BITHub is an web resource that allows exploration of gene expression across eight curated large-scale transcriptomic datasets of the human post-mortem brain. It integrates, harmonises, and standardises data from multiple studies to enable consistent cross-dataset exploration of gene-level expression patterns across brain regions, developmental stages, and clinical contexts.
BITHub is designed to support both interactive biological exploration and reproducible computational analysis.
bithub/
├── data-preprocessing/ # Dataset-specific cleaning and harmonisation
├── pipeline/ # Data packing, scaling, and transformation
├── frontend/ # Interactive web interface
└── README.md
data-preprocessing/: Dataset-specific scripts to clean, harmonise, and annotate raw expression and metadata files.
pipeline/:Unified processing pipeline that transforms preprocessed data into analysis-ready formats used by the frontend (e.g. z-score normalisation, gene filtering, dataset packing).

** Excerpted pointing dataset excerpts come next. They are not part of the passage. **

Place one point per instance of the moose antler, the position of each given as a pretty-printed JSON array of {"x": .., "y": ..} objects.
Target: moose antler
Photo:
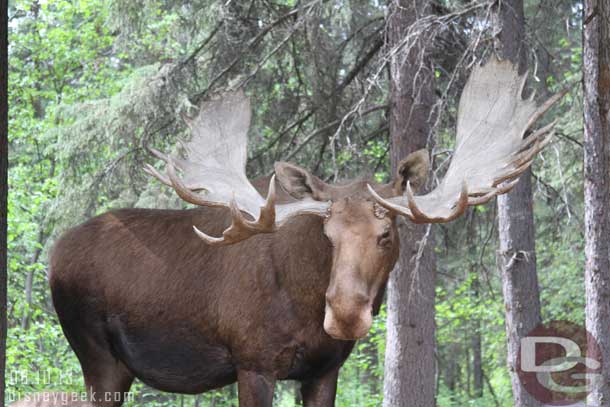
[
  {"x": 214, "y": 172},
  {"x": 490, "y": 149}
]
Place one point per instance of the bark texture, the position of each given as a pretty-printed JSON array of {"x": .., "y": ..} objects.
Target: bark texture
[
  {"x": 409, "y": 359},
  {"x": 3, "y": 186},
  {"x": 517, "y": 252},
  {"x": 596, "y": 77}
]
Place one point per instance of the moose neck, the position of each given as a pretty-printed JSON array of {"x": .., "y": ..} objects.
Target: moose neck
[{"x": 306, "y": 256}]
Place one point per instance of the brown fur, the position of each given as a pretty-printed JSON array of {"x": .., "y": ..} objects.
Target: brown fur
[
  {"x": 138, "y": 294},
  {"x": 50, "y": 399}
]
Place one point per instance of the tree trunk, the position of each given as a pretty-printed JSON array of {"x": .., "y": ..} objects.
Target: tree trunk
[
  {"x": 477, "y": 353},
  {"x": 3, "y": 187},
  {"x": 409, "y": 360},
  {"x": 596, "y": 78},
  {"x": 517, "y": 254}
]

frontend/ The interactive web application that powers BITHub, allowing users to search and explore expression patterns across datasets.
BITHub currently integrates eight curated, large-scale transcriptomic datasets derived from human post-mortem brain tissue. These datasets span multiple brain regions, developmental stages, and disease contexts, and were selected based on cohort size, data quality, and metadata availability.
The expression files were pre-processed using the code in the data-preprocessing folder, whereas the data packing pipeline, including the z-score transformations are in the pipelines folder.
This stage includes:
- Cleaning and formatting raw expression matrices
- Curating and filtering metadata
- Defining anatomical regions and developmental stages
- Removing low-quality or non-informative samples and features
This stage converts preprocessed datasets into a common format used by the frontend:
- Gene-level filtering and alignment across datasets
- Z-score transformation within datasets
- Packaging of expression and metadata into lightweight, queryable objects
This separation ensures that raw data handling decisions are clearly distinguished from downstream transformations.
Step 1: Clone the repository
https://github.com/VoineaguLabUNSW/bithub.git
Step 2: Open data pre-processiong
cd bithub/data-preprocessing
Step 3: Change the config file
All dataset-specific input and output paths for preprocessing are defined in data-preprocessing/config/paths-example.yaml.
Before running any preprocessing scripts update the entries so they match the locations of your local/raw data files and desired output directories.
Step 4: Run the preprocessing for the invidual datasets
All preprocessing and exploratory analyses are implemented as R Markdown notebooks located in
data-preprocessing/notebooks/.
These notebooks must be run in the following order, as each step depends on outputs generated in the previous one:
-
metadata-preprocess.Rmd
Cleans, filters, and harmonises metadata across datasets, including variable selection and annotation standardisation. -
bulk-deconvolution.Rmd
Performs bulk tissue deconvolution using the harmonised metadata and expression matrices to estimate cell-type composition. -
drivers-of-variation.Rmd
Identifies major technical and biological sources of variation in the data and evaluates their impact on gene expression patterns.
In addition, two R Markdown files are provided for figure generation:
- A notebook for main figures
- A notebook for supplementary figures
Each of these has a corresponding pre-rendered .html file for easy inspection without rerunning the analysis.
All notebooks read input paths from the configuration file defined in
config/paths-example.yaml.
Step 5: Run the data packing pipleine Once the expression and metadata matrices are generated, run the data packing pipeline [In progress - for Kieran to complete]
BITHub supports flexible gene-centric exploration, including:
Selection of datasets for comparison Stratification by brain region Stratification by developmental stage Filtering based on available clinical or technical metadata These options allow users to explore both dataset-specific patterns and cross-study consistency.